There are many unanswerable questions and unknowable answers in this business, so I feel a special sort of relief when someone asks me a question that actually has a straightforward answer, like this email I received from a reader last spring:

"Each and every year, x amount of corn acres are planted. Without exception, 8% to 9% fewer acres are harvested. Similar occurrence in wheat, to a slightly smaller degree. However, we always manage to harvest 99% of planted soybean acres. Any idea why that occurs?"

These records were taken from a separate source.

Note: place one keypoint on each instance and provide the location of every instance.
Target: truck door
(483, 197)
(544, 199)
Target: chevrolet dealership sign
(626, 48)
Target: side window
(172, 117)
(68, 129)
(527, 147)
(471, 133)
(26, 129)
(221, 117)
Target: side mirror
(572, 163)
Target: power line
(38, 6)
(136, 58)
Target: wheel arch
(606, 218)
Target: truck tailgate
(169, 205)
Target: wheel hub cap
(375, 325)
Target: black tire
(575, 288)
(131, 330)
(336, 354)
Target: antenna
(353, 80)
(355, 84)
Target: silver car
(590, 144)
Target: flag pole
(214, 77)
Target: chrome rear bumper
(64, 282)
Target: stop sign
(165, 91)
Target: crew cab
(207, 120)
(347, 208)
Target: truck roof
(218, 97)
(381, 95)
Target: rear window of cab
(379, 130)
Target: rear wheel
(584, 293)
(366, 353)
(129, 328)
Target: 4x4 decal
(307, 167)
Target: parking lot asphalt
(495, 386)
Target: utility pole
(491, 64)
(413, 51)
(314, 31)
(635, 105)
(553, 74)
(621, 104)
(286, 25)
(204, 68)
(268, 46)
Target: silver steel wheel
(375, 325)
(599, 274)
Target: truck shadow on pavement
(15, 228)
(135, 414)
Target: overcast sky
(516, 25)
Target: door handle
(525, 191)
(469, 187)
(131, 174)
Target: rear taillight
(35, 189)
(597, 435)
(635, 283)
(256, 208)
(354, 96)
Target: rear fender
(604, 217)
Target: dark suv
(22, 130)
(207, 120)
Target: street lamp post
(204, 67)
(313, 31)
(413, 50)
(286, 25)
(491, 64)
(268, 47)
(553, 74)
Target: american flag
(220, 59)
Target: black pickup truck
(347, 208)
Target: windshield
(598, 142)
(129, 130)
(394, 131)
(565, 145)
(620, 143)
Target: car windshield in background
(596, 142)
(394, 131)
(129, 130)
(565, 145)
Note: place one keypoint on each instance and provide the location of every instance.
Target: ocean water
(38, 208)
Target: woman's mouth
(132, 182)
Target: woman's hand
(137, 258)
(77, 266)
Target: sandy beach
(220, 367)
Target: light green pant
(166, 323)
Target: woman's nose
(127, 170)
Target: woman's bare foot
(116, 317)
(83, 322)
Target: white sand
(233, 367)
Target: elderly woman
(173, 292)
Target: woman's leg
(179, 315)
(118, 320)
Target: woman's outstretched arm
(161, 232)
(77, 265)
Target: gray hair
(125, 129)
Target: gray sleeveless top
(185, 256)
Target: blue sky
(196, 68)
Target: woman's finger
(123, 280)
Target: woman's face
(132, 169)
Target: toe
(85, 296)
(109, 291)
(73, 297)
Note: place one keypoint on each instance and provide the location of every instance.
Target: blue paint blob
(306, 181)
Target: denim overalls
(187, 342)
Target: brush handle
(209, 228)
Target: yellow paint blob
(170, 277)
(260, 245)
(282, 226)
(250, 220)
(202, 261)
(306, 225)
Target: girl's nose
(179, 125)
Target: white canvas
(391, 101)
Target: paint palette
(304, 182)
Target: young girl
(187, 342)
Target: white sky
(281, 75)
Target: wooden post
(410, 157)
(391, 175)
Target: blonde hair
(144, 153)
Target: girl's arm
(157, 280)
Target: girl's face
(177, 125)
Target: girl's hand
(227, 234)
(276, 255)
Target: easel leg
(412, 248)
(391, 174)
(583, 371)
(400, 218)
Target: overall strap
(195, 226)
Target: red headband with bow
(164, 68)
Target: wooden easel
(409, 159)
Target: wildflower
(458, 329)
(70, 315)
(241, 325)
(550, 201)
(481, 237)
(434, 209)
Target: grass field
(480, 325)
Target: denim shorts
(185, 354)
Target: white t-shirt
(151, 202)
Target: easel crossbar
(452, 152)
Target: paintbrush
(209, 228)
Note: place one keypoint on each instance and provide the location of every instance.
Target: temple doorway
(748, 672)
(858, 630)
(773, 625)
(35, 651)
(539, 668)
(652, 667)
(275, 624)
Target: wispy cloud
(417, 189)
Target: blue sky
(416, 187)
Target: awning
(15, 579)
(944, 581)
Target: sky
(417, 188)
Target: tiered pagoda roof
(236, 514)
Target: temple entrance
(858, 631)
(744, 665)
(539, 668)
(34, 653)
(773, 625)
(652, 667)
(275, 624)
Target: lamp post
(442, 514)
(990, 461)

The reader's observations turned out to be spot on again in 2019, looking at USDA's most recent figures for planted and harvested acreage. Of the 89.7 million acres (ma) of corn planted in the United States in 2019, only 81.4 ma were ultimately harvested for grain (91%). Meanwhile, U.S. farmers did indeed harvest 99% of the 76.1 ma of soybeans that were originally planted in the spring. Why the different outcomes?

Happy to have an answer, I replied to that reader's email that a significant portion of planted corn acreage gets cut for silage during the summer, and therefore, those acres don't end up in the "Corn Harvested for Grain" acreage column. Similarly, a significant portion of planted wheat acreage gets grazed as grass before the grain heads out, and therefore those acres don't end up being harvested for grain. In contrast, virtually no one grazes or feeds immature soybean plants to livestock (on purpose).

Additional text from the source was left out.